Rapid extracellular vesicle surface decoration with targeting moieties based on a fluorescein binding single chain variable fragment snorkel

Extracellular vesicles (EVs) are cell-derived nanovesicles with promising potential for drug delivery due to their low toxicity and immunogenicity. However, their clinical application is limited by poor targeting to sites of interest. Existing strategies to engineer targeted EVs often require genetic donor cell modification for each specific target, making the process time-consuming and costly. To overcome this, we developed a versatile targeting platform using the fluorescein-specific single-chain variable fragment (scFv) 4 M5.3, integrated into a CD81-based Snorkel-tag construct for surface display on EVs. A C-terminal HA-tag, separated by a PreScission protease (PS) site, allows selective purification of targeted EVs and removal of unbound targeting moieties. This design enables functionalization of EVs with any fluorescein-conjugated targeting molecule.
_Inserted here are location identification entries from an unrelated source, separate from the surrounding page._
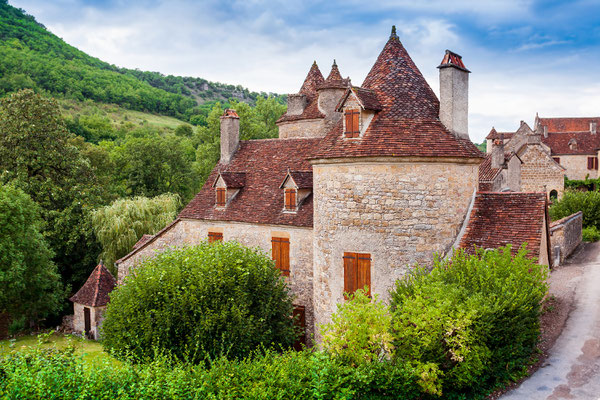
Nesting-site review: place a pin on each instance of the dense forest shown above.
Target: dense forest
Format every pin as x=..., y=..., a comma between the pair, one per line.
x=81, y=138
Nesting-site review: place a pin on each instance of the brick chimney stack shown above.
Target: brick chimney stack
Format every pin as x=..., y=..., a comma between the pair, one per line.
x=230, y=135
x=454, y=94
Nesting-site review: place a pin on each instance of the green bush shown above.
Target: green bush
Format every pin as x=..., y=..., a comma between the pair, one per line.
x=473, y=320
x=53, y=374
x=199, y=302
x=590, y=234
x=360, y=330
x=574, y=201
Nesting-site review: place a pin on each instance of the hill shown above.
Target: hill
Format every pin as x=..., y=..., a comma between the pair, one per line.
x=33, y=57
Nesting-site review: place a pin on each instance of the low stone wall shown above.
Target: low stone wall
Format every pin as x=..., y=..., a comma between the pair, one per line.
x=565, y=236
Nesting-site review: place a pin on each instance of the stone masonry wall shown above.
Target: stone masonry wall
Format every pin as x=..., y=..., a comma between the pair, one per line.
x=577, y=167
x=566, y=234
x=310, y=128
x=189, y=232
x=400, y=213
x=539, y=170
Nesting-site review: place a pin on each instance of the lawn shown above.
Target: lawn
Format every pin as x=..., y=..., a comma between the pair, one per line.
x=91, y=351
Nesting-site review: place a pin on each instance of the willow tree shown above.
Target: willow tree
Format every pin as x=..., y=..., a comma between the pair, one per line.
x=121, y=224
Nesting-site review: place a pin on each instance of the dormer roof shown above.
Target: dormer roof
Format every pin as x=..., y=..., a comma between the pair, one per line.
x=302, y=179
x=95, y=291
x=408, y=123
x=233, y=180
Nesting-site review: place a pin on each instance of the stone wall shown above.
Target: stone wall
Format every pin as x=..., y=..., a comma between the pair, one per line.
x=189, y=232
x=539, y=173
x=399, y=211
x=310, y=128
x=576, y=166
x=566, y=235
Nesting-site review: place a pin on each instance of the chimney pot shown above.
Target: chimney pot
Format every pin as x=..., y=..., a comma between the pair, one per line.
x=230, y=135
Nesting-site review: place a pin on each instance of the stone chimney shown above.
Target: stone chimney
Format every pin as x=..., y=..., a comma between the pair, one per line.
x=498, y=152
x=296, y=103
x=230, y=135
x=454, y=94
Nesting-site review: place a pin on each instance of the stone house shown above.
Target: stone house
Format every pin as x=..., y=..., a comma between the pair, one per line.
x=90, y=301
x=362, y=183
x=538, y=171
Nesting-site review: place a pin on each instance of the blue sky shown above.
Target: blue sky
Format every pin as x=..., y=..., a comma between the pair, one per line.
x=525, y=56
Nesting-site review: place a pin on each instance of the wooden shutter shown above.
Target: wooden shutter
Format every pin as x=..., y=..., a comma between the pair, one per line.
x=299, y=315
x=281, y=254
x=290, y=199
x=215, y=237
x=221, y=196
x=357, y=272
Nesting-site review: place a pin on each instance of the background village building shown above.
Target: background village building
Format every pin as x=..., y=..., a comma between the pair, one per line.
x=90, y=302
x=362, y=183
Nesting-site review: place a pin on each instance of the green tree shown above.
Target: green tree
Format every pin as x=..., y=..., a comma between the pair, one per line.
x=209, y=300
x=37, y=155
x=120, y=225
x=30, y=283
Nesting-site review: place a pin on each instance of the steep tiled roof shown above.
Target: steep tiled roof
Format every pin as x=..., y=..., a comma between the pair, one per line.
x=408, y=124
x=309, y=89
x=234, y=180
x=587, y=143
x=334, y=80
x=497, y=135
x=143, y=240
x=579, y=124
x=303, y=179
x=266, y=163
x=95, y=291
x=498, y=219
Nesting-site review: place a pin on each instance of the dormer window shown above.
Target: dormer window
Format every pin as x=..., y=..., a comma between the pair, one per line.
x=352, y=118
x=290, y=199
x=221, y=197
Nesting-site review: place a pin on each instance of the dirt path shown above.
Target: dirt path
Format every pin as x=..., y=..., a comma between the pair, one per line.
x=572, y=369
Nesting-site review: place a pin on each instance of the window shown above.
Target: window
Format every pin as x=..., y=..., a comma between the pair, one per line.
x=352, y=126
x=281, y=254
x=221, y=197
x=592, y=162
x=290, y=199
x=215, y=237
x=357, y=272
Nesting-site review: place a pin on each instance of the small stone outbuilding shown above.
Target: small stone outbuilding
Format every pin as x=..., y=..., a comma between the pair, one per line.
x=90, y=302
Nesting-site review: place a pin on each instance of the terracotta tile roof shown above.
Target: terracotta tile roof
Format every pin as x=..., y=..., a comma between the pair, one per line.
x=266, y=163
x=498, y=219
x=408, y=124
x=334, y=80
x=143, y=240
x=587, y=143
x=309, y=89
x=497, y=135
x=234, y=180
x=95, y=291
x=452, y=59
x=579, y=124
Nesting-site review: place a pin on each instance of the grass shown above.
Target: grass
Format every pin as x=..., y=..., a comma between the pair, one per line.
x=91, y=351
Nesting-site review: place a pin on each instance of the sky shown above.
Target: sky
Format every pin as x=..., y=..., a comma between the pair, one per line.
x=525, y=56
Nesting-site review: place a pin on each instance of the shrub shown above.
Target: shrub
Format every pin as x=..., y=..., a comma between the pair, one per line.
x=360, y=330
x=204, y=301
x=574, y=201
x=590, y=234
x=54, y=374
x=472, y=319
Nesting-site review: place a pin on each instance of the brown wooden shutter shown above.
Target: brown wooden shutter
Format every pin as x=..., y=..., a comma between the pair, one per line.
x=215, y=237
x=221, y=196
x=299, y=315
x=281, y=254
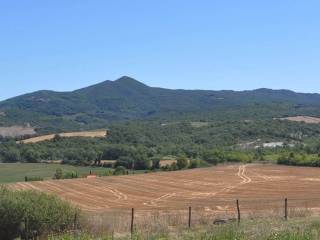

We tested various construct modifications (cMyc, FLAG, PS-HA), which showed differing expression levels and FITC-antibody binding by HEK293 cells and their EVs. As proof of concept, we generated EVs targeting human HER2 and mouse CCR2 by capturing FITC-labeled antibodies, which bound specifically to HER2+ NCI-N87 and CCR2+ RAW264.7 cells. The technology was also successfully applied to transmembrane protein CD9 and WJ-MSC/TERT273-derived EVs. In summary, we present a robust, adaptable method for generating EVs with customizable targeting, enabling high-throughput target screening and accelerating the development of EV-based therapeutics.